Cosa è accaduto a Monza?

“E’ accaduto che la Salernitana non è scesa in campo. La differenza tecnica con l’avversario era nota, ma la squadra di Castori è stata troppo timorosa. Ha sentito troppo il peso tecnico dei rivali ed infatti ha subito un gol quasi a freddo, a testimonianza del fatto che non fosse calata nel clima della partita. L’approccio non è stato dei migliori ed il raddoppio subito a fine primo tempo, dopo che Anderson aveva avuto l’occasione per il pareggio, ha chiuso di fatto i giochi. Tuttavia, non si possono fare processi ad una squadra che ha ottenuto fin qui trentuno punti e che è pur sempre al primo posto in classifica”.

Incidente di percorso, dunque?

“Dobbiamo ringraziare, a mio parere, Castori e la squadra per quanto finora hanno fatto. La Salernitana era e resta una squadra con delle precise ed evidenti lacune che il tecnico ha saputo mascherare con le sue capacità tattiche e caratteriali. Per questo, ripeto, la posizione ed in punti in classifica dopo sedici giornate di campionato meritano solo applausi. Il Monza ha calciatori di altra categoria, come Boateng e Balotelli, che si sono aggiunti ad un gruppo di altissima qualità media. Barberis è stato anche ieri preciso e chirurgico in regia, Frattesi è una mezz’ala giovane e di grande prospettiva, Carlos Augusto è un terzino devastante. Insomma, i singoli del Monza sono tutti di grande qualità e Brocchi ha titolari e riserve di pari valore. Direi che è un bel vantaggio”.

Non così Castori, o no?

“Si sa, almeno secondo il mio punto di vista, che la Salernitana ha delle lacune. Inutile ripetere sempre gli stessi concetti. Credo che tecnico e società sappiano bene dove e come intervenire”.

Intanto, lunedì si gioca di nuovo. C’è il Pordenone all’Arechi…
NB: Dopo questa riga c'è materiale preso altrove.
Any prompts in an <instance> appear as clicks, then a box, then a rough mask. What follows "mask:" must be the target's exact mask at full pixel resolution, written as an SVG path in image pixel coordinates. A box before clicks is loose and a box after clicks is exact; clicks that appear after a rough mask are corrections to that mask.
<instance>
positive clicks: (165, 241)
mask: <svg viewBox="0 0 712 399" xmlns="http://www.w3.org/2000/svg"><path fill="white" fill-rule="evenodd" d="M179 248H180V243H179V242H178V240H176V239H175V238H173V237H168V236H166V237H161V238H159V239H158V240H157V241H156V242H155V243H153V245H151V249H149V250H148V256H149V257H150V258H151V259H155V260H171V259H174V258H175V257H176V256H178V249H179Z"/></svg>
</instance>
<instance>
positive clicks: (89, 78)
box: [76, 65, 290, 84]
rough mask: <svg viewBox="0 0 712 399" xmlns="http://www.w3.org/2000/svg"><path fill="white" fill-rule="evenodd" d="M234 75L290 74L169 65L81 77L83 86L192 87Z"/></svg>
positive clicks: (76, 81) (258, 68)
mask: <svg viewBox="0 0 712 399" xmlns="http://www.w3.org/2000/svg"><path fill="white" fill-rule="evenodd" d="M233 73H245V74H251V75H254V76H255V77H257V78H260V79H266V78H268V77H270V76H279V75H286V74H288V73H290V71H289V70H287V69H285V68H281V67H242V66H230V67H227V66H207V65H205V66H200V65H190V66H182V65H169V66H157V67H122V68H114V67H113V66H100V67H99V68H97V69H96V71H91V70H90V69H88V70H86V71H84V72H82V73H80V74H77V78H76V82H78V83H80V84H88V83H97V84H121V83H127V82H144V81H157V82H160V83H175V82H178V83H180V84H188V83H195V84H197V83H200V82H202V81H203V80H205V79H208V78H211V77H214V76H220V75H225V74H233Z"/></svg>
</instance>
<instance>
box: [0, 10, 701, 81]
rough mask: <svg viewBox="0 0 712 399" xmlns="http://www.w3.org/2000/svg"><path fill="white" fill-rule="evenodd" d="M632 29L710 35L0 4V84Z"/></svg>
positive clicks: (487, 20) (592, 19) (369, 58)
“Partita difficile come tutte in B. Certamente anche il Pordenone è una buona squadra ed è reduce da una bella vittoria sulla Reggiana, ma, al tempo stesso, non ha la qualità media del Monza. Sarà una partita tosta, da affrontare con lo spirito giusto”.

Siamo alla fine del 2020. Mai come ora c’è il desiderio di farsi gli auguri per un futuro migliore.

“C’è bisogno di tanta serenità dopo un anno così tribolato per l’umanità. Auguri di cuore a tutti!”